We are using the data17 published through the ACRIN 6657/I-SPY1 TRIAL study18. Specifically, we selected baseline subjects for whom at least two pre-operative post-contrast scans were available. The raw and generated data, which includes the preprocessed images in isotropic resolution of 1mm3, the expert and computationally-generated annotations, and the extracted radiomic features, have been made available through TCIA’s Analysis Results Directory www.cancerimagingarchive.net/tcia-analysis-results/ using https://doi.org/10.7937/TCIA.XC7A-QT2044. The computationally generated annotations can stand as a benchmark for improving segmentation algorithms related to this data in future computational studies.

Technical Validation

Data collection

The dataset was directly downloaded from TCIA and quantitatively analyzed to ensure all images have a defined coordinate system and contain non-zero pixel values. Two cases, 1183 and 1187, had white image artifacts outside of the breast region. While these artifacts do not affect intensity distributions within the anatomical breast or the corresponding lesion segmentations, they may cause difficulties in image visualization, and downstream analyses. These artifacts were present in images directly downloaded from TCIA (illustrated in Fig. 2). Additionally, qualitative assessment was performed to look for any visual data corruption.

Fig. 2
figure 2

Representative image slice where image artifact is present. (a) Visualization of image artifact for case 1183, (b) visualization of image artifact for case 1187. These image artifacts do not affect the intensity values within anatomical breast region.

Preprocessing

Each step of preprocessing was followed by manual qualitative assessment of the image to ensure data validity. In addition, quantitative assessment was performed following the data harmonization step to ensure that the entire dataset had the same parametric definition (i.e., same resolution and pixel intensity distribution).

Expert tumor annotations

The expert annotated STV segmentations were qualitatively assessed, manually edited and approved by a board certified, fellowship-trained breast radiologist.

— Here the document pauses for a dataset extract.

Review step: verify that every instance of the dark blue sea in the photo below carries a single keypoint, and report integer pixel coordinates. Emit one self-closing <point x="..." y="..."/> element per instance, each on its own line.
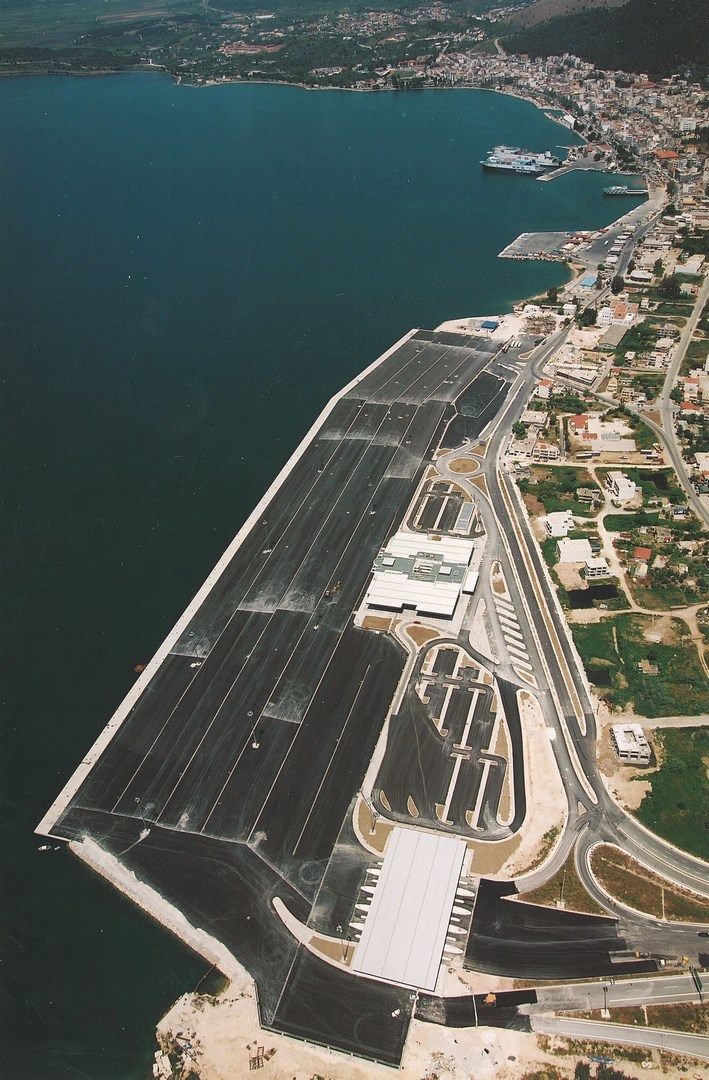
<point x="186" y="277"/>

Computationally-generated annotations

The FTV annotations were quantitatively compared with the corresponding STV annotations using the Dice score in order to quantify the difference between the two annotations. Additionally, a qualitative analysis was performed for the best and worst performing cases (illustrated in Fig. 3).

Fig. 3
figure 3

Three representative single slice tumor segmentations. (a) First-post contrast image of entire breast. (b) Primary tumor region of interest. (c) Functional tumor volume (FTV) segmentation (d) Structural tumor volume (STV) segmentations which have been expert annotated. Rows showcase different representative images for each case.

Feature extraction

Considering the mathematical formulation of these features, it is possible for a division by zero to occur (lack of heterogeneity or very small number of voxels). In CaPTk, we provide “not a number” for the result of these features to provide a position of clarity for the user to make subsequent downstream analyses more coherent based on the entire population. We acknowledge this could be provided as “inf” instead, but we are providing this as “NaN” to have parity between various programming languages and processing protocols.

Usage Notes

This collection of images (both normalized and resampled) and accompanying annotations can be analyzed using different tools or software. We provide all the annotations in a research-friendly NIfTI format to allow users to read the images and annotations through many programming languages such as C++, Python, R, or others. The data is accompanied by a XSLX file that provides additional information about each subject.